Again, <repo name> should be replaced with your project repo name, and owlfancy.com should be changed to your site's planned domain or subdomain.

Next, we'll tell nginx to run our application with PHP 7. Why? Because it's super fast! Find the lines that say "For FPM". Comment out the line for PHP 5, and uncomment the line for PHP 7:

# For FPM (PHP 5.x)
#fastcgi_pass unix:/var/run/php5-fpm.sock;
# For FPM (PHP 7)
fastcgi_pass unix:/run/php/php7.0-fpm.sock;

Save your changes. We can now use scp to copy this file from your local machine to nginx's configuration directory on the remote repository. Since we disabled remote root login, and only the root user can write to /etc/nginx/sites-available by default, we'll first copy to our home directory on the remote server, and then use sudo on the remote server to move it into nginx's directory.
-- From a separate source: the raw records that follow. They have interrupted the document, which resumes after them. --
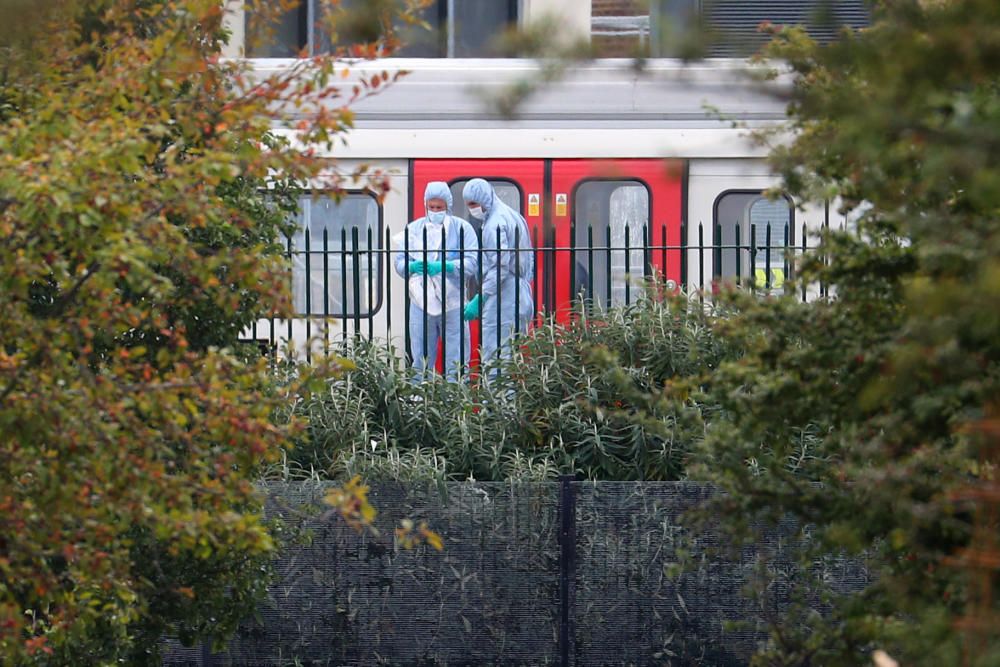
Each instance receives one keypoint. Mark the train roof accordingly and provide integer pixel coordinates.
(609, 93)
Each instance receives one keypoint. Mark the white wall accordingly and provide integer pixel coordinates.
(572, 16)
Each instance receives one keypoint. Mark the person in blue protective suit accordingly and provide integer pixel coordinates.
(508, 265)
(435, 254)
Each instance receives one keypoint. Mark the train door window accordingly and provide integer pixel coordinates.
(611, 219)
(752, 234)
(336, 267)
(508, 192)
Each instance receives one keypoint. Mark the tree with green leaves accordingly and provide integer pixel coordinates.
(867, 416)
(140, 223)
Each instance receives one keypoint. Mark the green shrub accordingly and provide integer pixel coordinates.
(584, 397)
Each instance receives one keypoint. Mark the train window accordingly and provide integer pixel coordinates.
(508, 192)
(752, 234)
(616, 211)
(336, 267)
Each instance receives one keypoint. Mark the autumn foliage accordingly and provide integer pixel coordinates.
(136, 241)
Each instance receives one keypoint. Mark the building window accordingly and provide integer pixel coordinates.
(458, 28)
(611, 220)
(752, 235)
(712, 28)
(336, 266)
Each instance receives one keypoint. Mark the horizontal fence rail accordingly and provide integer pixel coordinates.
(354, 284)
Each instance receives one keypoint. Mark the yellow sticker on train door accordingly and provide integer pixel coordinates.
(533, 204)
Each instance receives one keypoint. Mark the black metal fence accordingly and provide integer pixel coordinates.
(559, 573)
(351, 285)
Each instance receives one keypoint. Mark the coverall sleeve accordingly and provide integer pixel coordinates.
(470, 259)
(493, 255)
(401, 260)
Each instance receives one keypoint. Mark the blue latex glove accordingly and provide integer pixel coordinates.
(471, 311)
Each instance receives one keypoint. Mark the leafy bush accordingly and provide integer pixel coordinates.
(574, 399)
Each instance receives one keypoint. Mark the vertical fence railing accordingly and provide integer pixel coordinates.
(355, 286)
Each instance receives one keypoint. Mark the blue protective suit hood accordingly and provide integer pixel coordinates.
(481, 192)
(438, 190)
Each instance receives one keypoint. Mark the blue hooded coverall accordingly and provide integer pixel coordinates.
(507, 306)
(425, 329)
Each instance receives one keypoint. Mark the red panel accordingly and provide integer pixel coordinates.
(527, 174)
(664, 181)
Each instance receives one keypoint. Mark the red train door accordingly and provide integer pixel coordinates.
(615, 221)
(519, 183)
(599, 226)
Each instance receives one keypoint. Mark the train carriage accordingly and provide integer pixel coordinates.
(620, 173)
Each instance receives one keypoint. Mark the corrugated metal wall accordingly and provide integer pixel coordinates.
(513, 585)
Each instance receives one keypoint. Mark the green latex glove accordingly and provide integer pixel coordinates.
(471, 311)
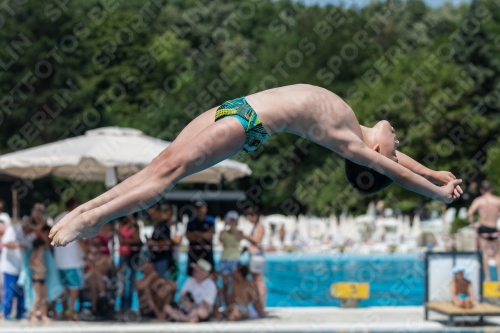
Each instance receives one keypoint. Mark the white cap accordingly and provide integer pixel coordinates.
(231, 215)
(460, 268)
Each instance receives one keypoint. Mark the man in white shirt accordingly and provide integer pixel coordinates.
(69, 261)
(197, 295)
(4, 217)
(15, 240)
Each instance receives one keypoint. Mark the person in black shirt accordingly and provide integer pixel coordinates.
(200, 231)
(160, 242)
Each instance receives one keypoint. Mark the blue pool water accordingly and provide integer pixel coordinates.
(301, 280)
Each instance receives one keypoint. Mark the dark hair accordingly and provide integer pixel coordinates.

In your local development environment:

scp /<path to local project directory>/webserver-configs/<repo name>.conf <your username>@<hostname>:~

If this succeeded, then you can go back to your remote environment, move the config file to /etc/nginx/sites-available, and "enable" it by creating a symlink and reloading the webserver:

sudo mv ~/<repo name>.conf /etc/nginx/sites-available/<repo name>.conf
sudo ln -s /etc/nginx/sites-available/<repo name>.conf /etc/nginx/sites-enabled/<repo name>.conf
sudo service nginx reload

We also need to make sure that nginx can read the public/ directory, and write to the cache, logs, and sessions directories:

cd /var/www/<repo name>/
sudo chown <your username>:www-data public
sudo chown <your username>:www-data app/cache app/logs app/sessions

After your first git push, you'll want to set up the cache/ directory so that it is owned by the www-data group. Since both your user account and webserver are part of this group, they'll both be able to write to it. This is important, so that in your post-receive script, you'll have the necessary permissions to clear the cache when you push. To do this, we'll use the setfacl command:

sudo setfacl -d -m g::rwx /var/www/<repo name>/app/cache

A note about debugging server configuration: Browsers and operating systems tend to aggressively cache DNS resolutions and redirects. This means that if you misconfigured your server initially and it returned an error due to DNS or webserver configuration issues, your browser might still have the error response cached even after you've fixed the problem. You may need to clear your browser's cache or even your operating system's DNS cache. When configuring your server, you might have better luck using curl to check whether a particular URL is working, rather than going through your browser.

Compile assets for production

We can use Bakery again to compile our asset bundles for production, and copy all assets from our Sprinkles to the public/ directory so they may be served more efficiently by the webserver:

$ php bakery webpack -p

If everything worked out successfully, you should now be able to access the http version of your live site in your browser! The next step is to install an SSL certificate.